Simone Biles with her bronze medal at the Tokyo Olympics last year. Photograph: Mike Blake/Reuters
Simone Biles with her bronze medal at the Tokyo Olympics last year. Photograph: Mike Blake/Reuters

Simone Biles and nurse who received first Covid vaccine to get top US honor

This article is more than 1 year old

World Cup winner Megan Rapinoe also among 17 recipients of Presidential Medal of Freedom, the highest US civilian honor

The gymnast Simone Biles and soccer player Megan Rapinoe are among 17 recipients of the Presidential Medal of Freedom, the highest US civilian honor, the White House announced on Friday.

The two sport stars are being celebrated for their accomplishments in competition and in social activism.

Biles, the most decorated gymnast in history, with 32 Olympic and world championship medals, was also recognized for her activism surrounding mental health and sexual assault.

Following her withdrawal from several events at the 2020 Tokyo Olympics, Biles was widely praised for speaking about the mental health challenges of being an elite athlete.

With several teammates, Biles also spoke out about sexual abuse perpetrated by a former USA Gymnastics doctor, Larry Nassar. In 2021, Biles testified in front of the Senate judiciary committee.

Rapinoe, an Olympic medalist and two-time World Cup winner, is being celebrated as a campaigner for gender pay equality, racial justice and LGBTQ+ rights.

Rapinoe has been outspoken about pay inequality between women and men’s sports, visiting the White House in March for Equal Pay Day and testifying about pay discrepancies in Congress.

Joe Biden, who will bestow the honors this year, is a past recipient of the medal. Barack Obama gave him it in January 2017, calling him “the best vice-president America’s ever had” and a “lion of American history”.

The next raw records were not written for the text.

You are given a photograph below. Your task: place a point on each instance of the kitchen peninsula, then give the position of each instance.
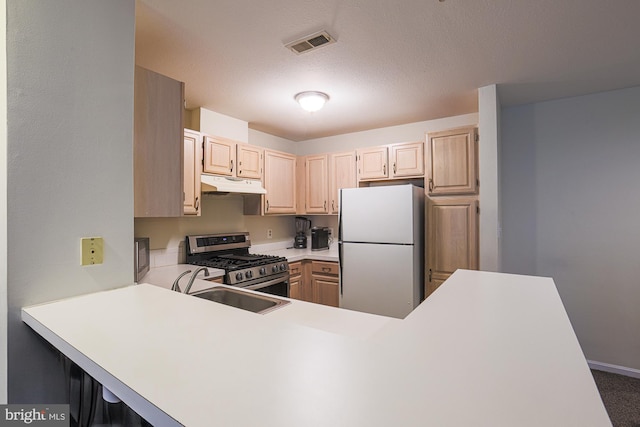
(485, 349)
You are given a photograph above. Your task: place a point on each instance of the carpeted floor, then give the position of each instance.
(621, 397)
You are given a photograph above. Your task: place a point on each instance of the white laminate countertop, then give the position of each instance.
(486, 349)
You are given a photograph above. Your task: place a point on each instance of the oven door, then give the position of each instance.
(278, 285)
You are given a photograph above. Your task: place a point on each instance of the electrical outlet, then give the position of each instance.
(92, 250)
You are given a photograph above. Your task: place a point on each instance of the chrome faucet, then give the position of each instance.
(175, 286)
(193, 277)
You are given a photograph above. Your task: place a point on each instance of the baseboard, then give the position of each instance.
(615, 369)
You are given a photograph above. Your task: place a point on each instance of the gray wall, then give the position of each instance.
(69, 167)
(571, 203)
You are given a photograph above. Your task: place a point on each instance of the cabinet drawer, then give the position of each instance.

Other 2022 honorees included the actor Denzel Washington, the late Republican senator and presidential candidate John McCain, the late Apple founder Steve Jobs and Sandra Lindsay, the first American to receive a Covid-19 vaccine.

Gabrielle Giffords, a former Arizona congresswoman and mass shooting survivor who now campaigns for gun control reform, will also be honored.

In a statement, the White House said the recipients “have overcome significant obstacles to achieve impressive accomplishments in the arts and sciences, dedicated their lives to advocating for the most vulnerable among us, and acted with bravery to drive change in their communities, and across the world, while blazing trails for generations to come”.

The award ceremony will take place on 7 July.